The attachment search only works for files that are connected to documents through one of the following methods:

  • Attachment files added to documents through fields with the Field type set to File or Document attachments in the document type definition
  • Attachments uploaded in the Pages application on the Properties -> Attachments tab of documents

Choosing which file types are searchable

By default, the attachment search supports the following file types:

  • txt
  • csv
  • pdf
  • docx
  • xlsx
  • pptx
  • xml
  • html
  • htm

Note: The search does NOT work for:

  • Legacy MS Office formats: doc, xls, ppt
  • Certain types of PDF files, including:
    • Encrypted files
    • Files using PDF version 1.5 or older

You can limit which of the file types are searchable for individual websites:

  1. Open the Settings applicaton.
  2. Select the System -> Search category.
  3. Fill in the Allowed attachment file types setting.
    • Enter a list of allowed file extensions without dots, separated by semicolons. If you leave the setting empty, the search works for all of the available file types.

  4. Click Save.

If you wish to search one of the unsupported file types, you need to:


Enabling indexing for document attachments

The attachment search is a part of the functionality of standard Document indexes. The attachment search is NOT available for Pages crawler type indexes, which directly index the HTML output of pages.

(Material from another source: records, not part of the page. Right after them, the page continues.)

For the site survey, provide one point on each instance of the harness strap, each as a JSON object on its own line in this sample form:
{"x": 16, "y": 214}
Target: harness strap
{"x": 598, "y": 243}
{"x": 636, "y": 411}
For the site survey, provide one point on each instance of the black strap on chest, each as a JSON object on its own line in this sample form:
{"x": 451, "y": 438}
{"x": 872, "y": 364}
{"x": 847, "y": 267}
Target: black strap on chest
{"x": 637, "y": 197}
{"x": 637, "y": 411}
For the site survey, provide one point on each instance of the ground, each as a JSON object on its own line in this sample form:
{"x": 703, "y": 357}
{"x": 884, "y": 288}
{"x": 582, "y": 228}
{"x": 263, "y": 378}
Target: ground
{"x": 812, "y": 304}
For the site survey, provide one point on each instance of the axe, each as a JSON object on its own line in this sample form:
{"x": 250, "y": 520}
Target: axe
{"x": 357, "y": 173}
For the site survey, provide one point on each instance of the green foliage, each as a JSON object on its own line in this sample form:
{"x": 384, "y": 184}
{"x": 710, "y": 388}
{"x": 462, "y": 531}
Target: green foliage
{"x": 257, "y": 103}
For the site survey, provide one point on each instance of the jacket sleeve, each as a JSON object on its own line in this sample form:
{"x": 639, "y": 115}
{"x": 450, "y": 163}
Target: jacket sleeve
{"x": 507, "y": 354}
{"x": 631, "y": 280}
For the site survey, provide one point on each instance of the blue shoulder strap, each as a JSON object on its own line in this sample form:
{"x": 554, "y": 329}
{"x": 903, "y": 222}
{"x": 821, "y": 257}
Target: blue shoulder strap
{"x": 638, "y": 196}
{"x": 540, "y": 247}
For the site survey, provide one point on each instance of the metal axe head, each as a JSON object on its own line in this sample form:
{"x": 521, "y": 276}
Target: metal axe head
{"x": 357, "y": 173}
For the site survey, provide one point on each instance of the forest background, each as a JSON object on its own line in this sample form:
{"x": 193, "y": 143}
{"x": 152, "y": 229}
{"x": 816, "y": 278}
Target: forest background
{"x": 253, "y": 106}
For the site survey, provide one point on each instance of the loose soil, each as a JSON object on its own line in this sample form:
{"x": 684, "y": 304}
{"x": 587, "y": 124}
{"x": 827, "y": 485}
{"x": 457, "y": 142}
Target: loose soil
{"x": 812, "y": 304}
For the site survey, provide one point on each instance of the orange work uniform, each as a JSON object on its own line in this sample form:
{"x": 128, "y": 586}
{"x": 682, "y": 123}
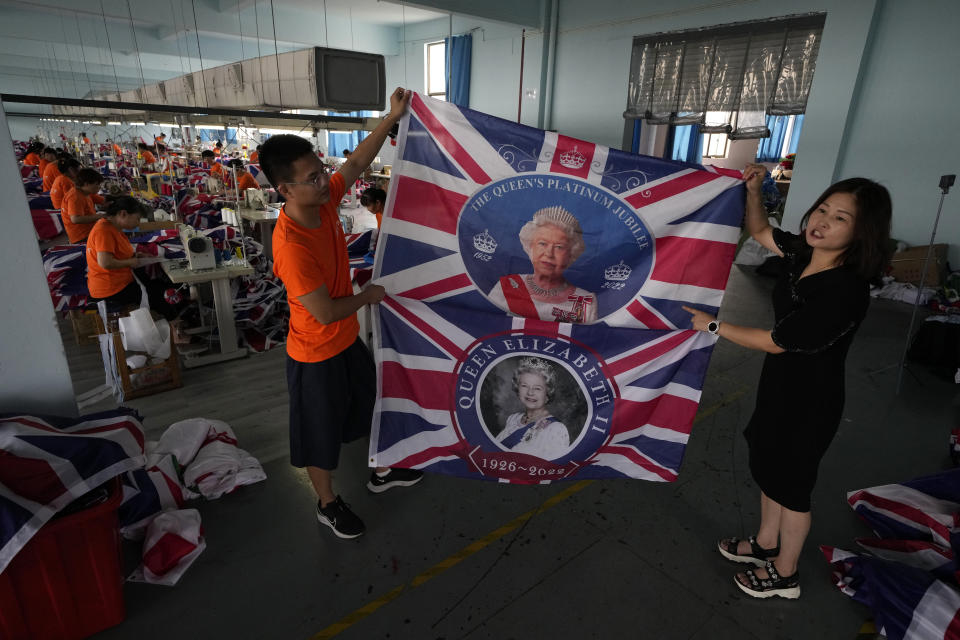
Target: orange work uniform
{"x": 77, "y": 203}
{"x": 101, "y": 282}
{"x": 306, "y": 259}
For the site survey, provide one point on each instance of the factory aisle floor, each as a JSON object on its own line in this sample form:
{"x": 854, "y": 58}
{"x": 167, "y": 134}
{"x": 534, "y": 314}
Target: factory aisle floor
{"x": 453, "y": 558}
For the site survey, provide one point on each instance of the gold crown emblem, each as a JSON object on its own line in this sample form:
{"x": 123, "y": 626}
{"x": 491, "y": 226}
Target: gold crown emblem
{"x": 484, "y": 242}
{"x": 572, "y": 159}
{"x": 618, "y": 272}
{"x": 557, "y": 215}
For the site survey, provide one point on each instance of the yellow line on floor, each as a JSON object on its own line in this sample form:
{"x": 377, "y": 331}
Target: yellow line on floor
{"x": 472, "y": 548}
{"x": 356, "y": 616}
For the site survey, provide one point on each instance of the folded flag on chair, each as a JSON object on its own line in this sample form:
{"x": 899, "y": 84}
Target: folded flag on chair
{"x": 532, "y": 329}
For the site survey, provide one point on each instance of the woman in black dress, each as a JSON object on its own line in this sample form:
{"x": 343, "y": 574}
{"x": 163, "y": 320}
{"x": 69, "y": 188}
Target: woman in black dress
{"x": 818, "y": 303}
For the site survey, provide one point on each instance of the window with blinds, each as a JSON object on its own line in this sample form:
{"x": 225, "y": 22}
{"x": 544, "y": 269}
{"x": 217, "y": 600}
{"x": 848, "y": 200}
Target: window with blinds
{"x": 727, "y": 78}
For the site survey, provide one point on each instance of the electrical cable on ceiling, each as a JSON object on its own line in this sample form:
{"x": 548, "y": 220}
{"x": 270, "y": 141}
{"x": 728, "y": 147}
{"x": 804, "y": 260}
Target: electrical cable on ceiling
{"x": 136, "y": 46}
{"x": 276, "y": 52}
{"x": 196, "y": 30}
{"x": 66, "y": 48}
{"x": 56, "y": 75}
{"x": 176, "y": 32}
{"x": 256, "y": 13}
{"x": 326, "y": 31}
{"x": 110, "y": 46}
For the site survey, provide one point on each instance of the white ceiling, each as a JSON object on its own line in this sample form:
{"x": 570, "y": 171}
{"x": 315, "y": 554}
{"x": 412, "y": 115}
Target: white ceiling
{"x": 73, "y": 48}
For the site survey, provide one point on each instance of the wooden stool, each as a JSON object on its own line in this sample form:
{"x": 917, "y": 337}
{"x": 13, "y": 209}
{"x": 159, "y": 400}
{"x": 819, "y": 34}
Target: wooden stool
{"x": 84, "y": 323}
{"x": 128, "y": 375}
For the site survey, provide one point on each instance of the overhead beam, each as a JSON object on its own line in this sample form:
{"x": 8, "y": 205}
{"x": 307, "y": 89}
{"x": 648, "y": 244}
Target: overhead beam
{"x": 527, "y": 14}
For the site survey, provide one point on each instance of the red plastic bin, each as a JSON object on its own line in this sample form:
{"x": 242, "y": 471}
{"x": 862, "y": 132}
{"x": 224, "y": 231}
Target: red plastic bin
{"x": 66, "y": 583}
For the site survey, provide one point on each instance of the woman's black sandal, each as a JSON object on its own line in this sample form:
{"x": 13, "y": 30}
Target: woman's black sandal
{"x": 758, "y": 556}
{"x": 773, "y": 585}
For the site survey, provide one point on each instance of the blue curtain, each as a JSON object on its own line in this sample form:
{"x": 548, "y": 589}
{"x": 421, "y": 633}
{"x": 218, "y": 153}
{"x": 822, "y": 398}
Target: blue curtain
{"x": 685, "y": 143}
{"x": 458, "y": 66}
{"x": 338, "y": 141}
{"x": 769, "y": 148}
{"x": 635, "y": 143}
{"x": 795, "y": 134}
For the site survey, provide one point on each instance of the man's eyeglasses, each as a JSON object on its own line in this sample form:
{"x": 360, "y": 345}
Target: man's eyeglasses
{"x": 316, "y": 182}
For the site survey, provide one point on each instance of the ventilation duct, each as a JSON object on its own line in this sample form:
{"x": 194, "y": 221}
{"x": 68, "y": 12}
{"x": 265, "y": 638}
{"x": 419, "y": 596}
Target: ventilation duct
{"x": 313, "y": 78}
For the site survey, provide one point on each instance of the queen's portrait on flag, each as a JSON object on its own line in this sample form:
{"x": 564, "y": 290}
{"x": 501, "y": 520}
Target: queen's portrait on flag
{"x": 553, "y": 240}
{"x": 535, "y": 431}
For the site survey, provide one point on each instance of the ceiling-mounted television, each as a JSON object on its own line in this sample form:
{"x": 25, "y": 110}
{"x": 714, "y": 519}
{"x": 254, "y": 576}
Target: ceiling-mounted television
{"x": 350, "y": 80}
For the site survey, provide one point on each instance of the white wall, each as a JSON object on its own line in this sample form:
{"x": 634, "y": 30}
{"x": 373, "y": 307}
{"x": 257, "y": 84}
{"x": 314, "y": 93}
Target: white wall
{"x": 902, "y": 130}
{"x": 34, "y": 376}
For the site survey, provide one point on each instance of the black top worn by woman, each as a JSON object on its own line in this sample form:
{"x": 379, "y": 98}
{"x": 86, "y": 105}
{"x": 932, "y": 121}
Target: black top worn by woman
{"x": 801, "y": 393}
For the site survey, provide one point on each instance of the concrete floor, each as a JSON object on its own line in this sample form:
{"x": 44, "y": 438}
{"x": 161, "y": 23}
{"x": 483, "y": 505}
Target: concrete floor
{"x": 453, "y": 558}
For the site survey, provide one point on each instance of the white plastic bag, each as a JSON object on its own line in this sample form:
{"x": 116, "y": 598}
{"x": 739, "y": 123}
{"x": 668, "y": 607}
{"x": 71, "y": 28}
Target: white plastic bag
{"x": 141, "y": 333}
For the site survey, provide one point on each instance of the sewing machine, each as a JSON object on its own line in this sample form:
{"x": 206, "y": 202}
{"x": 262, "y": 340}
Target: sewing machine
{"x": 198, "y": 247}
{"x": 255, "y": 199}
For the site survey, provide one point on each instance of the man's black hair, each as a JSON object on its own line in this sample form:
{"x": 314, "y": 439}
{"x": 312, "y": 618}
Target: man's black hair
{"x": 373, "y": 194}
{"x": 278, "y": 154}
{"x": 67, "y": 163}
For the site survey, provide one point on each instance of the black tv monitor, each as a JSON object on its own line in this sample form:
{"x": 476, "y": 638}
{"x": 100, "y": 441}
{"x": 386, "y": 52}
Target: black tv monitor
{"x": 350, "y": 80}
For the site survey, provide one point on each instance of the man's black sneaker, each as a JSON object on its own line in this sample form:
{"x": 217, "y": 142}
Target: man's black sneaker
{"x": 337, "y": 516}
{"x": 394, "y": 478}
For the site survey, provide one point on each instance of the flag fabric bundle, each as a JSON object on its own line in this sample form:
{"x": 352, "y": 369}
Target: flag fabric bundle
{"x": 533, "y": 328}
{"x": 907, "y": 603}
{"x": 46, "y": 463}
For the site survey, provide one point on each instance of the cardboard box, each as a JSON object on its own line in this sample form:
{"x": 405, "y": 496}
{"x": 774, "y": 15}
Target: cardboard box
{"x": 906, "y": 265}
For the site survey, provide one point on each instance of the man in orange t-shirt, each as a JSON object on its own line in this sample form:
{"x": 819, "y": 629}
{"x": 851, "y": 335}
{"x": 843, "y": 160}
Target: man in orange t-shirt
{"x": 146, "y": 154}
{"x": 64, "y": 182}
{"x": 209, "y": 157}
{"x": 110, "y": 256}
{"x": 78, "y": 211}
{"x": 50, "y": 174}
{"x": 245, "y": 179}
{"x": 47, "y": 156}
{"x": 331, "y": 376}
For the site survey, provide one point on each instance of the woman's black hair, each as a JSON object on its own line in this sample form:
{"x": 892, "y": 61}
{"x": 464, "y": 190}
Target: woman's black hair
{"x": 278, "y": 154}
{"x": 373, "y": 194}
{"x": 88, "y": 176}
{"x": 67, "y": 163}
{"x": 125, "y": 203}
{"x": 869, "y": 251}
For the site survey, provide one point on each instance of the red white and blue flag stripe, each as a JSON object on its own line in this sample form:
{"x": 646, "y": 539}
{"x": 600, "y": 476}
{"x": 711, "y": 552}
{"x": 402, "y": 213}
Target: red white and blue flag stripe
{"x": 46, "y": 463}
{"x": 437, "y": 316}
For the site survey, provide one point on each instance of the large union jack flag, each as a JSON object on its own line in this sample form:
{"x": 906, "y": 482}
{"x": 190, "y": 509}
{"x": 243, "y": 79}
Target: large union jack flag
{"x": 46, "y": 463}
{"x": 532, "y": 329}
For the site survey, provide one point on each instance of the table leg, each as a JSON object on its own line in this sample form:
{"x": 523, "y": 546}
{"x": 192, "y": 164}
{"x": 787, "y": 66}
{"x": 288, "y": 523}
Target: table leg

To set up the attachment search for your website:

  1. Open the Smart search application.
  2. Create or edit a Document search index.
  3. When defining the search content on the Indexed content tab, check Include attachment content for the index's allowed content.

    Enabling attachment search for a document index
  4. Click Save.
  5. Switch to the General tab and Rebuild the index.

While building the document index, the smart search processes the allowed documents, extracts the text of any attachment files and includes it in the content of the index (along with the other document data). When users perform a search using the index, the system returns results for documents whose attachments match the search expression.

Updating the search content of attachments (Upgrades and Hotfixes)

Kentico stores the text content extracted from document attachments in the database. When rebuilding document indexes, the search loads the "cached" attachment text from the database. The system only processes the file text directly for attachments that do not have any search content saved.

If you apply a hotfix or upgrade that changes how the search indexes attachment files, you need to clear the attachment search content:

  1. Open the System application.
  2. Select the Files -> Attachments tab.
  3. Click Clear attachment search cache.

You can then Rebuild your document indexes, which updates the attachment content according to the new functionality.

Configuring the attachment search

You can adjust how the system indexes attachment files by adding keys to the appSettings section of your application's web.config file.

The indexed content always includes:

  • File metadata (title, tags, author name etc.)
  • Comments (for example in MS Office files)

Limiting the maximum size of indexed files

Indexing of very large files can be resource intensive and have a negative impact on your website's performance. To prevent the system from indexing files larger than a certain size, add the CMSSearchMaxAttachmentSize key:

<add key="CMSSearchMaxAttachmentSize" value="10000" />

They key sets the maximum allowed file size in kB. The search ignores document attachments whose size exceeds the value.

Indexing of XML content

When indexing the content of XML files, the search does NOT include the following content by default:

  • Comments
  • The values of tag attributes

You can enable indexing for such content by adding the following web.config keys:

<add key="CMSSearchIndexXmlComments" value="true" />
<add key="CMSSearchIndexXmlAttributes" value="true" />

Enabling character encoding detection for text files

By default, the search can read text files (txt and csv) that use the following character encoding:

  • UTF-8
  • The default Windows encoding (the operating system's current ANSI code page)

If you encounter problems when indexing text files with a different encoding type, you can enable automatic encoding detection:

<add key="CMSSearchDetectTextEncoding" value="true" />

The system then attempts to detect the encoding type for each file, and use the correct option when reading the content during the indexing process.

Note: Correct encoding detection is not guaranteed for all files. Automatic detection also slightly increases the time required to index text files.